Women’s boxing is experiencing a new dawn, a renaissance.
Culminating on Saturday when Katie Taylor and Amanda Serrano clash at the Madison Square Garden in New York for the undisputed lightweight crown.
“You think of Madison Square Garden, and you think the likes of Muhammad Ali, Joe Frazier these kinds of fights,” said Katie Taylor. “It’s years and years later we’re still talking Muhammad Ali and Joe Frazier kind of fights. I think years and years later from this fight people are still going to be talking about Katie Taylor versus Amanda Serrano.”
MSG has hosted thousands of fights through its prominent years, beginning on July 17, 1882; now, 140 years later, Taylor vs Serrano, the pound-for-pound #1 and #2 fighters of the world finally marks the very first time two female fighters are headlining a combat sports event at one of the cathedrals of boxing.
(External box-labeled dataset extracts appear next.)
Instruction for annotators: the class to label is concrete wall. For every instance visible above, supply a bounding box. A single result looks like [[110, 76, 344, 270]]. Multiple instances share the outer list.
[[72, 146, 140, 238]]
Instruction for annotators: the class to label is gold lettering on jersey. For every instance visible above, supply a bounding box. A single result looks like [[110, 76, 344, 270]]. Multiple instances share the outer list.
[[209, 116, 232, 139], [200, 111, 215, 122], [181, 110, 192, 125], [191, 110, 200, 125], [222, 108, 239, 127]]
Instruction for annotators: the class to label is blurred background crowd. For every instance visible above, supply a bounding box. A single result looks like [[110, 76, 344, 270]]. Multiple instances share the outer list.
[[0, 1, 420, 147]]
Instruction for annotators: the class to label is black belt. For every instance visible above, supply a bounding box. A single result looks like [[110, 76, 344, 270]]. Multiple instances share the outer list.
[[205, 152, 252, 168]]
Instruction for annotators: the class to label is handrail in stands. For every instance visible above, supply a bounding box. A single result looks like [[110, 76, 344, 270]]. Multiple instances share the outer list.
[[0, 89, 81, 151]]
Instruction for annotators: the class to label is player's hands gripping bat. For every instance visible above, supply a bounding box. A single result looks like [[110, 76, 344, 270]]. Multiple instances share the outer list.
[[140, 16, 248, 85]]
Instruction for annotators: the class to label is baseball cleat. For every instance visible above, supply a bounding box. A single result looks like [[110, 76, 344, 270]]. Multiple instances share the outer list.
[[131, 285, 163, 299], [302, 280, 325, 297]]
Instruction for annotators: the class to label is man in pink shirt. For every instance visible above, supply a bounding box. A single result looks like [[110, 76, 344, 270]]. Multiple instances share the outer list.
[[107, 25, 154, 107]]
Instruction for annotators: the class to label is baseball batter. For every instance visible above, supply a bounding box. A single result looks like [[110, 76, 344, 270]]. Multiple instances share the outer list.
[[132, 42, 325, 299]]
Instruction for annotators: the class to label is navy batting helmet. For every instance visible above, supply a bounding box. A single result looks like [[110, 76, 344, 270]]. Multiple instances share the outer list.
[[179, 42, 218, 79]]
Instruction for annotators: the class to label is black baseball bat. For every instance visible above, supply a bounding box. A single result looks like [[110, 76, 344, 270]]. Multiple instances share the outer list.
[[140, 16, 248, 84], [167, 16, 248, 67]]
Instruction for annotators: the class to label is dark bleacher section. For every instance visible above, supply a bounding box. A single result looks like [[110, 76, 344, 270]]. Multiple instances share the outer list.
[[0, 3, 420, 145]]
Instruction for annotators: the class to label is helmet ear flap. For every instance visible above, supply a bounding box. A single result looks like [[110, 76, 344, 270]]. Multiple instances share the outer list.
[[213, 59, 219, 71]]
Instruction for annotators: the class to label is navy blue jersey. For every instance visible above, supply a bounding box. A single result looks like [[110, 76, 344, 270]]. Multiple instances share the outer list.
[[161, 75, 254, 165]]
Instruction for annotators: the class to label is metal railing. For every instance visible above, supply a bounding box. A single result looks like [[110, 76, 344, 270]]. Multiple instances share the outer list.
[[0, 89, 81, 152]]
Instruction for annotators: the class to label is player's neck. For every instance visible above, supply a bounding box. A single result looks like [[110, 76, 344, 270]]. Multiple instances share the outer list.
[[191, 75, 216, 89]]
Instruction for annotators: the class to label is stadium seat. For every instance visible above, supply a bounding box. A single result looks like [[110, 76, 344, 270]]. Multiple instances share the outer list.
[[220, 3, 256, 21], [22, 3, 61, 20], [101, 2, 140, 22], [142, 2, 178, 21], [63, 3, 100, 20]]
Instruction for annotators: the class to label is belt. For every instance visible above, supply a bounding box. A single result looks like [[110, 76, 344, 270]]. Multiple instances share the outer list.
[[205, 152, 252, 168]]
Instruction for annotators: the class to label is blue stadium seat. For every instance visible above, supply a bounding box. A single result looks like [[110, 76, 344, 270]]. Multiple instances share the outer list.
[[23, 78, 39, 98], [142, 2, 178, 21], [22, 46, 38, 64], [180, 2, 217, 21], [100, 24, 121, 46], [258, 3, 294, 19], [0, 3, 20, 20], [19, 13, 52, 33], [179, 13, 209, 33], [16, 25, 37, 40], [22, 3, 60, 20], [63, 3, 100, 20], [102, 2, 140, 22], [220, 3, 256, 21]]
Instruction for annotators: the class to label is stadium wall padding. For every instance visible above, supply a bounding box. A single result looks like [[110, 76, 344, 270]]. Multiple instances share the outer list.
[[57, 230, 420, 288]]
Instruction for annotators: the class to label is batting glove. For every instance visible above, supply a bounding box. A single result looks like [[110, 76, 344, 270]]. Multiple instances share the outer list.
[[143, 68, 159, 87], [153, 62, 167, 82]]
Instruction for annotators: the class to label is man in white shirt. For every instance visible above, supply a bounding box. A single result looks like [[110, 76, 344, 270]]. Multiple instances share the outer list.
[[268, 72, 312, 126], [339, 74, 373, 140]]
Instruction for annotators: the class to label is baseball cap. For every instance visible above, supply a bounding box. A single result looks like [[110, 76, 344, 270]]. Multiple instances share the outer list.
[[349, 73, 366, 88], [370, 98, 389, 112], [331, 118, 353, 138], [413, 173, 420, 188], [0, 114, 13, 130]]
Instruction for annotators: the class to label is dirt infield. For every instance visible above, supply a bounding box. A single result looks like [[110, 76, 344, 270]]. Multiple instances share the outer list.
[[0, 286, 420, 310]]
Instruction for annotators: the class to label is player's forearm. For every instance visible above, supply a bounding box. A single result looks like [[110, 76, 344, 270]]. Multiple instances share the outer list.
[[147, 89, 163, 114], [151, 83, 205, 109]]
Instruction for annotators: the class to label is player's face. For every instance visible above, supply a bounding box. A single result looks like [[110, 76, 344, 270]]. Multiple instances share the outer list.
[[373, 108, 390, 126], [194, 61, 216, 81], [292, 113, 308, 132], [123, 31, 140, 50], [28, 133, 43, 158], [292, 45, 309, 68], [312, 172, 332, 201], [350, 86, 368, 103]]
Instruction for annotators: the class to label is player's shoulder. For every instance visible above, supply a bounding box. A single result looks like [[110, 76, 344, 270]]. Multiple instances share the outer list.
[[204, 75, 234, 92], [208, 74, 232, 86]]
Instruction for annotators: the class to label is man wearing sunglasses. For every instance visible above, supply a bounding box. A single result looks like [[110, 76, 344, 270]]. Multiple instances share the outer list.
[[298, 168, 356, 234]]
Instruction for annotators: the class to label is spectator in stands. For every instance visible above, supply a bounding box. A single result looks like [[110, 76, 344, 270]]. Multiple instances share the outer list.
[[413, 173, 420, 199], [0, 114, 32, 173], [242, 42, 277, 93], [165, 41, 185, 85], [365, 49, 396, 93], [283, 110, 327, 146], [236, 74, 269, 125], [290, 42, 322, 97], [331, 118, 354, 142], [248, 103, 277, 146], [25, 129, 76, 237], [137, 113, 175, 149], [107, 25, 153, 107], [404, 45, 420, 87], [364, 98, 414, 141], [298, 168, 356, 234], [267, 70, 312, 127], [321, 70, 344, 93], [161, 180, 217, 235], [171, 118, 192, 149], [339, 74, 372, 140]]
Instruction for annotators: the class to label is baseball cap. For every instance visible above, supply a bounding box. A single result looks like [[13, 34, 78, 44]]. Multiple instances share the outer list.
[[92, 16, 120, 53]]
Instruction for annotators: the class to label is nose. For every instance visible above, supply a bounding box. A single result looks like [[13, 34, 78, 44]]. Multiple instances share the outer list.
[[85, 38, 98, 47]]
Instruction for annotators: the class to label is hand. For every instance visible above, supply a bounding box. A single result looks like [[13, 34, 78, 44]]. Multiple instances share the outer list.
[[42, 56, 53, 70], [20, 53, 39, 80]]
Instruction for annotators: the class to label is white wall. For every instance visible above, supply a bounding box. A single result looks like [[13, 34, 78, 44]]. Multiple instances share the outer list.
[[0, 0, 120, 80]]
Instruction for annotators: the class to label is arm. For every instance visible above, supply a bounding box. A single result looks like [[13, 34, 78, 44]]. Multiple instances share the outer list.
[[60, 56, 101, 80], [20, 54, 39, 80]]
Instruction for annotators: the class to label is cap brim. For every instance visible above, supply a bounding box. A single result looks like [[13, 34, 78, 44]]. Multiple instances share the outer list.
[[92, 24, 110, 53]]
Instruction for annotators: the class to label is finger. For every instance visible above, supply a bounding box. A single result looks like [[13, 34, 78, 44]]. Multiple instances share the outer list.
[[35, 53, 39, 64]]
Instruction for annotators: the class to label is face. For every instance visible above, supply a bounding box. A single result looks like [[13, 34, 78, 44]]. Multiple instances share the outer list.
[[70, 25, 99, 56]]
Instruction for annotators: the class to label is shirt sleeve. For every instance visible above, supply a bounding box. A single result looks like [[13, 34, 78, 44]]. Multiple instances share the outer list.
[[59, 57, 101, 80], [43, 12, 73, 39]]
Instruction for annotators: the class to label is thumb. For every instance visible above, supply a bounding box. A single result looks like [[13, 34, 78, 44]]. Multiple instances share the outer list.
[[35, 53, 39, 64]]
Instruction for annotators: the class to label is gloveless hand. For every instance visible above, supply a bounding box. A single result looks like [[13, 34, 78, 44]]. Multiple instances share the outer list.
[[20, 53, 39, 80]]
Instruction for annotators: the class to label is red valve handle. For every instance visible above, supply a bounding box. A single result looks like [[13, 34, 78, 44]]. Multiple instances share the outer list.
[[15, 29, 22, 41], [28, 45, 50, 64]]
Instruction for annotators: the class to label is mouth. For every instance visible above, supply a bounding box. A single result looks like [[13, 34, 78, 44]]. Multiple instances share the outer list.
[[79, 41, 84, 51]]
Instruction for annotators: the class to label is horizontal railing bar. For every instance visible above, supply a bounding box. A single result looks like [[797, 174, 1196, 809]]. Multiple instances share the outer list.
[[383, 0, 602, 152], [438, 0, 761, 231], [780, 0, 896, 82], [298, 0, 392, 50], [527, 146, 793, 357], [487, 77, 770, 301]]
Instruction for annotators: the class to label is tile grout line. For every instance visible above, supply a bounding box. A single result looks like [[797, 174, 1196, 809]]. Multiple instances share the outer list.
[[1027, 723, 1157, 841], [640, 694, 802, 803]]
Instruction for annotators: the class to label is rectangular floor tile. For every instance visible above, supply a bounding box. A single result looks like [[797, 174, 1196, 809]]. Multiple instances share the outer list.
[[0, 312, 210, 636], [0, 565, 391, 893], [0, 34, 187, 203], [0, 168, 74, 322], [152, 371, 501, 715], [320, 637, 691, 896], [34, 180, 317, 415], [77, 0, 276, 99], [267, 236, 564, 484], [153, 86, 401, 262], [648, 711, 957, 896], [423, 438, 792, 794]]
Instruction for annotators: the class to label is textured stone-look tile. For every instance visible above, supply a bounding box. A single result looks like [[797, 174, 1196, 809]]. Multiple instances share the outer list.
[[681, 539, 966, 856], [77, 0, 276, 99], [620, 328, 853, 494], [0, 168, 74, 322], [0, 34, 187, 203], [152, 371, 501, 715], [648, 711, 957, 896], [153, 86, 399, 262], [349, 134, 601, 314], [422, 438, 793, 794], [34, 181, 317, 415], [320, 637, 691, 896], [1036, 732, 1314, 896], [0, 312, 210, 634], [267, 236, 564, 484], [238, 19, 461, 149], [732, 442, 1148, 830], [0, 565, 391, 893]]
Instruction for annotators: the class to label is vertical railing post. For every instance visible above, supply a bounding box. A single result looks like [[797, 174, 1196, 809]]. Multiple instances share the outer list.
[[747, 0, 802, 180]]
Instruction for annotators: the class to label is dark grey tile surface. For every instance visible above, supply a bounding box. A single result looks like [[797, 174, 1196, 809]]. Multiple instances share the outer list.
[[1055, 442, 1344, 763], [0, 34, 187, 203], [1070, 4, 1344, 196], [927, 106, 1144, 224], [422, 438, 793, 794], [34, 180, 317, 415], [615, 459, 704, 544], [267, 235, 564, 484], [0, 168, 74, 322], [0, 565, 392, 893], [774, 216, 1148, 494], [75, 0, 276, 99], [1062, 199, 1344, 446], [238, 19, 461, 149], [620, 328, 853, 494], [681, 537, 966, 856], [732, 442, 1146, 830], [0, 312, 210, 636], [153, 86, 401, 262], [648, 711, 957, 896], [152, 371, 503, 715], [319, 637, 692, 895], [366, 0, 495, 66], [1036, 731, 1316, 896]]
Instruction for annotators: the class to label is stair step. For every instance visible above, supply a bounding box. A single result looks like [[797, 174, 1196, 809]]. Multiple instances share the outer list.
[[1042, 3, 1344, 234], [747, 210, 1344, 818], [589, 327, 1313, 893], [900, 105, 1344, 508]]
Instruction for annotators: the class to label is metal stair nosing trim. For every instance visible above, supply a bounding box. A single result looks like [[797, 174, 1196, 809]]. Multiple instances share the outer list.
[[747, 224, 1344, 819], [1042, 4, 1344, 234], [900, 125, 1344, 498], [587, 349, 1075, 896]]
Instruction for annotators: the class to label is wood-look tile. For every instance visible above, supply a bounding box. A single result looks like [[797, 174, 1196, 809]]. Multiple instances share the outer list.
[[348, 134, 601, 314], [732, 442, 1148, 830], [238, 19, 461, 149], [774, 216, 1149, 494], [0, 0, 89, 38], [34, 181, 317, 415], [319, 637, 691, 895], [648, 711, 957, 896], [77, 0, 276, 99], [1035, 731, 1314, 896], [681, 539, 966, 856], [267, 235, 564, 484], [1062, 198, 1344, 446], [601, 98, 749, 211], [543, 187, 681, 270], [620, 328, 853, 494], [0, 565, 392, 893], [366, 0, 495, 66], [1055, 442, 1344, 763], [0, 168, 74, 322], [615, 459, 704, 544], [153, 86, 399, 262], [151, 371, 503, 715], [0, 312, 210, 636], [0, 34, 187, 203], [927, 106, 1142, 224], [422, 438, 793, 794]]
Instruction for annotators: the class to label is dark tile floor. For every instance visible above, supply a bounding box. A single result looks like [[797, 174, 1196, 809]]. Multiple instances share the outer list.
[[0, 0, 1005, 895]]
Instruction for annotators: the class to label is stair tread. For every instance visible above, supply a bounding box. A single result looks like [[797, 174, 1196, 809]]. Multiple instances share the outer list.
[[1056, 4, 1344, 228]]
Katie Taylor and Amanda Serrano are capturing the fan’s attention because of their fighting skills, entertaining bouts, and warrior spirit. Many others, like Claressa Shields and Savanah Marshall, can be mentioned and honoured for elevating the sport, not only for women but in general.
Trailblazers from the 1990s have paved the way for the wave seen today, fighters such as Christy Martin, Jane Couch, Laila Ali, and Mia St. John helped legimatising women’s boxing and became household names through their performances in the ring.
Read our exclusive interview with Christy Salters Martin here
Throughout boxing’s history, female fights have been effectively outlawed, with athletic commissioners refusing to sanction or issue licenses to female boxers, and most nations officially banning the sport.
Here, we present three fighters who helped pave the way for the ones who paved the way.
Women’s boxing goes back at least to the early 18th century, when Elizabeth Wilkinson, considered by many to be the first female boxer, fought in London, England. Billing herself as the European Championess, Wilkinson fought both men and women.
What is possibly the earliest recorded women’s boxing bout in London came about in 1722 between Elizabeth Wilkinson and Hannah Hyfield.
Wilkinson was famous for her entertaining trash-talk. In a published acceptance of a challenge from Ann Field, an ass-driver from Stoke Newington, she told readers that “the blows which I shall present her with will be more difficult for her to digest than any she ever gave her asses”.
According to the book, She’s a Knockout!: A History of Women in Fighting Sports Wilkinson was celebrated and not condemned by English society, although she defied eighteenth-century gender roles.
Source: She’s a Knockout!: A History of Women in Fighting Sports By L.A. Jennings
Annie Newton claimed during her time to be ‘the greatest woman boxer in the world’. As a novelty act on professional bills, Annie sometimes boxed three-round exhibitions with male opponents. There was no public outcry when Annie sparred with men, but a fight between two women proved a step too far for 1920s sensibilities.
In early 1926, Shoreditch Borough Council banned an arranged exhibition bout between Annie Newton and Madge Baker. An attempt to hold the fight in nearby Hackney instead was defeated by a campaign led by the Mayor of Hackney, who wrote “I regard this proposed exhibition of women boxers as a gratification of the sensual ideals of a crowd of vulgar men.”
Newton came with a prediction: “While I may not see it, or you either, the day will come, like it or not, when the world will see women in the ring.”
Source: Born to Box: The Extraordinary Story of Nipper Pat Daly By Alex Daley
‘Battling Barbara’ or ‘The Mighty Atom’ from Hull, England was a world champion in women’s boxing in the 1940s and 1950s. A 4’11” fighter with a powerful jab, she took up the sport accidentally having read about the exploits of Polly Burns – a mythical fairground boxer from the beginning of the 20th century.
On September 9, 1954, Buttrick faced Jo-Ann Hagen in Calgary, Canada in a battle broadcast on radio – a first for women’s boxing anywhere in the world. She lost the fight – her only career loss – by a decision, but won the night along with her counterpart. The reporter stated that “without exception, the bout provided plenty of action and the crowd in its entirety ate it up.”
In the mid-1990s, Buttrick founded and became the president of the Women’s International Boxing Federation (WIBF).
Buttrick told Vice in a 2017 interview: “I’m happy with the fact that I did what I wanted to do and I did as much as I could. And now it’s accepted. I feel very happy about that.”
Barbara Buttrick, now a 92-year-old Miami Beach resident, became the first woman inducted into the International Boxing Hall of Fame along with Lucia Rijker and Christy Martin (Class of 2020).